Wednesday, February 13, 2013

"Brain Breaks"

I just finished storytelling a major story today in my level one classes.  It wasn't the easiest story, but because they were interested we were able to power through it.  It's parent-teacher conference week so I only see each of my Spanish I classes twice this week.  I was hesitant to start a new story on a short week, but in each class we were able to successfully tell and even ask the story.  I think it was possible because of the fact I gave the students "brain breaks."

TPRS is an intense learning process.  It's input, input, input.  I've found that my students desperately need breaks scattered through the storytelling to get through a longer story.  Usually I only story tell or story ask in fifteen to twenty minute intervals, but this week I was able to sustain up to thirty five minutes.  During natural breaks or transitions in the story I asked the students to do a few things to help them review the story and give their brain a break.

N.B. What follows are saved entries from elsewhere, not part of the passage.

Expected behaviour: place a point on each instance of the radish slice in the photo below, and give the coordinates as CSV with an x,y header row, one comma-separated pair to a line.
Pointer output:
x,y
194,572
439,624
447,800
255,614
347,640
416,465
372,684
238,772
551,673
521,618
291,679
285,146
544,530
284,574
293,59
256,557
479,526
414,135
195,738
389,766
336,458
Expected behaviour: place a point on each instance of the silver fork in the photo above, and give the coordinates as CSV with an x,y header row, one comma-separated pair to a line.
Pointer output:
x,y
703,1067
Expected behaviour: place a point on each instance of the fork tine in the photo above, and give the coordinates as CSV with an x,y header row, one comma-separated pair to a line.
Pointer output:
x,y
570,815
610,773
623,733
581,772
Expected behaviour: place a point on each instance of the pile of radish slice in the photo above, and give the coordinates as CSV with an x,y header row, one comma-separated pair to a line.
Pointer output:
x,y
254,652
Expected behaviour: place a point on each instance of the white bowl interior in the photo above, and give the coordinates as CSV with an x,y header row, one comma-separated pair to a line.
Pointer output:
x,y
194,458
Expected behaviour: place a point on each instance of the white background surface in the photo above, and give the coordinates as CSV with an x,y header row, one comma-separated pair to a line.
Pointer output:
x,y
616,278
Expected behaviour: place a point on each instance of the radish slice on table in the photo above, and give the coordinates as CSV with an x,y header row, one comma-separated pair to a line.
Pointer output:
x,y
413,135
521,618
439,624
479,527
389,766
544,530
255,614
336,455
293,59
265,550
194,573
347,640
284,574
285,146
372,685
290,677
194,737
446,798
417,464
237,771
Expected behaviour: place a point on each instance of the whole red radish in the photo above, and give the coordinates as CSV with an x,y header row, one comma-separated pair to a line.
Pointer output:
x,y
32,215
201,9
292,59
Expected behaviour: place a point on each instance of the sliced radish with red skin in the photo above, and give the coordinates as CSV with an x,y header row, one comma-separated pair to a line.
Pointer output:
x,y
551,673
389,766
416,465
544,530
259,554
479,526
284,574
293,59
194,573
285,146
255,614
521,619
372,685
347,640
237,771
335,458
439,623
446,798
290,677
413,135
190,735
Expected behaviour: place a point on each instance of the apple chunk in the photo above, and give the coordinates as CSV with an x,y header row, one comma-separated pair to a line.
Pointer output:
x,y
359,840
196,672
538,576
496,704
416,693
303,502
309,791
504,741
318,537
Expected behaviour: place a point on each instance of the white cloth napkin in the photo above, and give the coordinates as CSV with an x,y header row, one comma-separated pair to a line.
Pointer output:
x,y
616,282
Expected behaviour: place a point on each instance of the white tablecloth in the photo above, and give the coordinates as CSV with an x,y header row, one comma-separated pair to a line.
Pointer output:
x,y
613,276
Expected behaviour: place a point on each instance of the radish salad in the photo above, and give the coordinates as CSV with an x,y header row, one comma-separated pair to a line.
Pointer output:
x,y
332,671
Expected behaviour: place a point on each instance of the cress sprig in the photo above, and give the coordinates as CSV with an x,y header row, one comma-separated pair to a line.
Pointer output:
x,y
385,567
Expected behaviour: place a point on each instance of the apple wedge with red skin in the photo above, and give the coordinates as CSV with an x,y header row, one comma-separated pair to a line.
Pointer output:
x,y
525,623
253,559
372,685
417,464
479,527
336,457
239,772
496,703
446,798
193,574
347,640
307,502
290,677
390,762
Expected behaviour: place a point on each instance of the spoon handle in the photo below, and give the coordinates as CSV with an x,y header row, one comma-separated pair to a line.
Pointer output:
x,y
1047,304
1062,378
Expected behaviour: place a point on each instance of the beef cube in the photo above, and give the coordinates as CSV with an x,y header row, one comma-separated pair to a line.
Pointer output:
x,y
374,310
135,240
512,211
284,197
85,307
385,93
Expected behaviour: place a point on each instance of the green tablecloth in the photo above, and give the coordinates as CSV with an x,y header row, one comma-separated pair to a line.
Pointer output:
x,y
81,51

The best thing about these activities is they take zero prep, zero copying.  All your students need is a piece of scratch paper and pencil.

1) Music Walk

I play a song we recently have listened to and do a "music walk."  When the music is playing, students are walking.  When I hit pause, the students grab their nearest partner and share three facts about the story in Spanish.  I always have the students write them down first so they for sure have something to read when the music stops.  Today, I modified this activity by having them write down events individually and during the music walk they shared their facts and with their partner decided the order of their facts when combined with their partners.  I saw a lot of good conversation about the story and vocabulary taking place during this activity.  I let it go for about eight minutes.  By then, the students had reviewed a lot of the story and we ready to taking a listening quiz on the story.

2) Partner Talk

The students turn to their table partner and re-tell the story in English.  I don't love this activity since they aren't speaking in TL, but students that are struggling comprehension get a good confidence boost from this.  Since the goal of these activities is a "brain break" I'm okay with it.

3) Read and Act

After the story has been told I will sometimes re-read the entire script slowly and have the students act out every vocabulary term as they hear it.  Since our terms always have gestures to help learn them, the students listen for the vocabulary term and do the appropriate gesture when they hear it read.

4) True/False Quizzes

I will have the students write a series of statements about the story (usually three to five) and make some of them purposefully false.  Students read the statements to their table partner and take mini-quizzes with each other.

5) Scene swap

Students draw one scene from the story and then trade with a partner.  The partner must write in a complete sentence in the target language what is going on.